Chronique de la newsletter...
Equilibre acido-basique, potentiel rédox et osmolarité...
Quelques clés par le Dr Philippe Meurin
Depuis, qu’à la fin du XIX° siècle, le célèbre physiologiste Claude Bernard avait suggéré que les êtres vivants que nous sommes tentent en permanence de régler leur équilibre en fonction des variations de l’environnement, les travaux concernant l’homéostasie sont venus largement confirmer cette hypothèse.
De nombreuses dynamiques métaboliques impliquées, en particulier enzymatiques, ont été mises à jour, et il apparait clairement que les conditions physicochimiques dans lesquelles se déroulent ces phénomènes dépendent de certains paramètres fondamentaux.
Parmi ceux-ci, notons la concentration osmolaire des solutions (essentiellement l’eau), le potentiel rédox et l’équilibre acido-basique, trois paramètres parfaitement étudiés et mis en avant par le Professeur Louis-Claude Vincent dans l’immédiat après-guerre.
L’osmolarité d’une solution est la concentration en ions osmotiquement actifs par litre. Elle est inversement proportionnelle à la résistivité (moins il y a d’ions, plus l’eau résiste au passage du courant électrique).
Le potentiel rédox (ou potentiel d’oxydoréduction), évalue la réactivité d’espèces chimiques entre elles. Son unité est le volt et notée E.
Dans les organismes vivants, il témoigne surtout des échanges d’électrons entre un donneur et un receveur. La différence de potentiel rédox, ΔEO’= ΔEO’ (accepteur) – ΔEO’ (donneur) et permet d’évaluer la quantité d’électrons échangée lors d’une réaction chimique.

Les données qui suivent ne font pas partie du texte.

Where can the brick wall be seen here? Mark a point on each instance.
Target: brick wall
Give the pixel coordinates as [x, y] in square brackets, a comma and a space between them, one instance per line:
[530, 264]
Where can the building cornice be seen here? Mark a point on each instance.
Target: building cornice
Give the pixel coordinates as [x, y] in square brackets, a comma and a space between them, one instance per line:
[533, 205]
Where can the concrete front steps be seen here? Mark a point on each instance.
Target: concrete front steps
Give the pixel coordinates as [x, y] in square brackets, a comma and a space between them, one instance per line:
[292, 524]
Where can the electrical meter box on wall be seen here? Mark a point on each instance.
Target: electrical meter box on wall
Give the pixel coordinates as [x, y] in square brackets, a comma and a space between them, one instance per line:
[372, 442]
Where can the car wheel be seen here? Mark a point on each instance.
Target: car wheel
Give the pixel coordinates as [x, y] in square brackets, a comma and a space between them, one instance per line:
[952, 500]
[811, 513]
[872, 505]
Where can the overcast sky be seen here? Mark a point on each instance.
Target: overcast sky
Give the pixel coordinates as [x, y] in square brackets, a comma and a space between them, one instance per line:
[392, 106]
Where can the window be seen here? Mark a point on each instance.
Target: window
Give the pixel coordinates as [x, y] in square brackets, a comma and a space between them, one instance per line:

L’équilibre acido-basique évalue le pH (ou potentiel hydrogène) d’une solution et n’a donc pas d’unité. Un acide libère des ions H+ (il est donc accepteur d’électrons), une base est un accepteur d’ions H+ (ou donneur d’électrons).
Il va de soi que lors d’une réaction chimique dans une solution aqueuse, les trois paramètres sont interdépendants. Le potentiel rédox (rH2) indique la réactivité des électrons, l’osmolarité (ρ ) le pool mobile et le pH, la permissivité des échanges.
Le Professeur Vincent a calculé en watt, la puissance énergétique d’une solution (comme les urines, le sang ou encore la salive).
W = A (rH2 – 2pH)2 / ρ
où W (en watt) est la vitesse max de dissipation de l’énergie et A une constante = 875 à 25°C.
Il a ainsi démontré par de très nombreuses mesures que la valeur W d’un tissu témoigne de sa capacité à cancériser (la dégénérescence équivaut à une difficulté à dissiper l’énergie).
En médecine de terrain, la connaissance de ces paramètres est un outil important et nous sommes redevables au Pr Vincent de cet apport inestimable.
Chronique de fin d'été
Par Patrick Depoers
En cette fin de saison estivale, où chacun a pu tirer profit d’un repos bien mérité, la reprise d’une année studieuse nous promet un programme riche et attractif au sein de notre association.
Respectant la pensée vivifiante de notre ami Gérard Guéniot et empreint de la dynamique du mouvement continu, le NEMI redémarre cette année afin de perpétuer et de faire fructifier les connaissances. Ce nouveau Nemi se veut à la fois théorique et pratique afin d’impliquer chacun au sein de la formation. Ainsi, la moitié des cours se fera sous forme de travaux pratiques, favorisant l’échange et l’émulation.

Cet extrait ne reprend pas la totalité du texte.